Backed by Google Ventures, ARCH Venture Partners and more, Chroma Medicine announced the closing of a $135 million Series B financing Wednesday.
Catherine Stehman-Breen, CEO, Chroma Medicine/company courtesy
Number 11 on BioSpace’s NextGen Bio “Class of 2023”, Chroma Medicine snagged $135 million in Series B financing amidst a challenging economic landscape.
Google Ventures (GV) led the Massachusetts-based biotech’s successful funding round, announced Wednesday, along with a slew of new and existing investors. Chroma will use the new funds to drive its programs toward the clinic.
Chroma’s approach to genetic medicines avoids the pitfalls of traditional CRISPR gene editing, for which off-target effects and toxicities are a key challenge.
While the CRISPR scissor cuts often leverage unpredictable DNA repair pathways, Chroma’s platform enables precise gene control through the epigenome without changing the DNA sequence.
The approach contains multiple advantages over traditional editing, including regulation without on-target consequences and enables multiplex editing – edits to several genomic loci simultaneously.
“Had this technology been initially developed at the same time as CRISPR-Cas9-based gene editing, we believe epigenetic editing would be the modality of choice for gene editing,” Catherine Stehman-Breen, CEO, Chroma, told BioSpace.
While declining to disclose any therapeutic target or timeline the clinic, Stehman-Breen said the initial strategy is to “establish the platform with validated targets and delivery methods in areas that showcase our differentiation in areas of unmet medical need.”
In today’s biotech market, the science needs to be compelling to secure buy-in from today’s investor. With rising interest rates and an uncertain economic future, only “higher quality” companies are attracting quality investors, Mike Rice, founding partner at LifeSci Advisors, told BioSpace in previous interview.
Chroma debuted in November 2021 with $125 million for its gene editing technology, dubbed CRISPRoff, based on the pioneering work of the biotech’s six founders.
The company has grown from 27 employees to 80 since its launch and moved to a new spot in Boston to support the growing team.
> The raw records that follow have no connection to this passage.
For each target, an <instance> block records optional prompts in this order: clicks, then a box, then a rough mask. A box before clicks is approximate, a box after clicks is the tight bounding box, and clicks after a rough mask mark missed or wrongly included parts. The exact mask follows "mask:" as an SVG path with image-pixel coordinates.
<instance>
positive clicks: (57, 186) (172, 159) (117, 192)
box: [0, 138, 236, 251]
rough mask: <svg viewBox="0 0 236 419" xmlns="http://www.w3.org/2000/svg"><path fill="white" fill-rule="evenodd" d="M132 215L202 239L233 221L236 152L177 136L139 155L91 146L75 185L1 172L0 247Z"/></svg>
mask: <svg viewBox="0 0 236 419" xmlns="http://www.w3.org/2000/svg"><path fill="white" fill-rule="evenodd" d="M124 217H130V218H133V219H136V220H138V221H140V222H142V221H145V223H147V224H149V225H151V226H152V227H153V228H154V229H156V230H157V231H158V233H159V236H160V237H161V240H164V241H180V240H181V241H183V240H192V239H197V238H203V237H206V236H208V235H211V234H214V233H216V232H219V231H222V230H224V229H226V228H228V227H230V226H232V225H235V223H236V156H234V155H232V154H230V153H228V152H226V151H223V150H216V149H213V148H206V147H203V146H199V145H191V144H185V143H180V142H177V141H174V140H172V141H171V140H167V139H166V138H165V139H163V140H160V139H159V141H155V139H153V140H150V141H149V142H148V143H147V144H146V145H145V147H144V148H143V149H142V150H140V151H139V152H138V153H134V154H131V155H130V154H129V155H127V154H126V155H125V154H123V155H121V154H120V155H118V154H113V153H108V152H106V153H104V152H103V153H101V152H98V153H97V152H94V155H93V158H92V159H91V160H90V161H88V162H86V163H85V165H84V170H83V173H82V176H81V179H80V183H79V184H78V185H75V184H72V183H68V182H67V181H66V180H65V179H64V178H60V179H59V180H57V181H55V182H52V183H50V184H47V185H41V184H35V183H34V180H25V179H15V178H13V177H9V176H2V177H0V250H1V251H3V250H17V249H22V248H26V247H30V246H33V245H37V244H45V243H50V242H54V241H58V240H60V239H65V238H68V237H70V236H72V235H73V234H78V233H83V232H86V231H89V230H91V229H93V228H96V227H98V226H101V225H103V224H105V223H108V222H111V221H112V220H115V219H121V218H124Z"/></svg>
Continued expansion will be “intentional” as programs move through non-human primate studies and toward the clinic, Stehman-Breen said.
She credited the investors’ deep interest in the company to its “superior approach for gene regulation” and rapid progress in unlocking the technology’s potential over the past year and a half.
Chroma is the second recent genetic medicine investment for GV.
Google’s investment arm made a bet on Aera Therapeutics, which emerged from stealth mode with a combined-Series A and B financing in February 2023.
The $193 million will fuel Aera’s efforts to solve one of genetic medicine’s biggest hurdles – delivery. ARCH Venture Partners also went in on both Chroma and Aera.